Any help will be appreciated
We have: $$S(p,q)=\sum_{n\geq 1}\frac{(p+n)\cdot\ldots\cdot(p+1)}{(q+n)\cdot\ldots\cdot(q+1)}=\sum_{n\geq 1}\frac{\Gamma(p+n+1)\Gamma(q+1)}{\Gamma(q+n+1)\Gamma(p+1)}\tag{1}$$ but in virtue of the Euler product for the $\Gamma$ function (or by its log-convexity encoded in the Gautschi's inequality) we have: $$\frac{\Gamma(z+\alpha)}{\Gamma(z)}=\Theta(z^\alpha)\tag{2}$$ as $z\to +\infty$, hence the series is converging for $q>p+1>0$ by the p-test.
Moreover, in such a case: $$\begin{eqnarray*}S(p,q)&=&\frac{\Gamma(q+1)}{\Gamma(p+1)\Gamma(q-p)}\sum_{n\geq 1}B(p+n+1,q-p)\\&=&\frac{1}{B(p+1,q-p)}\int_{0}^{1}\sum_{n\geq 1}x^{p+n}(1-x)^{q-p-1}\,dx\\&=&\frac{1}{B(p+1,q-p)}\int_{0}^{1}x^{p+1}(1-x)^{q-p-2}\,dx\\[1em]&=&\frac{B(p+2,q-p-1)}{B(p+1,q-p)}=\color{red}{\frac{(p+1)}{q-(p+1)}}.\tag{3}\end{eqnarray*}$$
As you have probably noticed, the ratio test is useless here. The next thing to try when the ratio test fails is the Raabe-Duhame test. In our case this amounts to computing the following limit: $\lim \limits _{n \to \infty} n(\frac {q+n+1} {p+n+1} -1) = \lim \limits _{n \to \infty} \frac {(q-p)n} {p+n+1} = q-p$. Now, if $q-p < 1$ the series diverges and if $q-p>1$ the series converges. If $q-p=1$ then the Raabe-Duhamel test fails, but in this case the series becomes $\sum \frac {p+1} {p+1+n}$. Since $p \geq 0$, the series has the same behaviour as the series $\sum \frac 1 n$ which is divergent.

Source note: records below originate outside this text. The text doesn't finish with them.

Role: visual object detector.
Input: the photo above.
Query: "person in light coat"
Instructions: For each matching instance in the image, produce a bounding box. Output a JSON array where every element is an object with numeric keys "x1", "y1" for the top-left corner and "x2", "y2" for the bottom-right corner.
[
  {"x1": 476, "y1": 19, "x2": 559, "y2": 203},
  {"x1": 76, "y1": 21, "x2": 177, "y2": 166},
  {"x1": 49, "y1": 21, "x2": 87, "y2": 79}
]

Therefore the series converges only if $q-p>1$.
I think lucian is right.
Rewrite all as follows:
$\sum_{n=1}^\infty \frac{ (p+n)!}{p!} \frac{q!}{(q+n)!}$ and let $q=p+k$ the fact p has to be less than q is obvious.
$\sum_{n=1}^\infty \frac{ (p+n)!}{p!} \frac{q!}{(q+n)!} = \sum_{n=1}^\infty \prod _{j=1}^k \biggl(\frac {p+j}{p+n+j} \biggr) \leq (p+k)^k \sum_{n=1}^\infty \prod_{j=1}^k \frac{ 1}{p+n+j}$ $ \leq (p+k)^k \sum_{n=1}^\infty \frac{1}{(p+n+1)^k}$ and now you have your classical $1/n^i$, and the answer is the one given by lucian.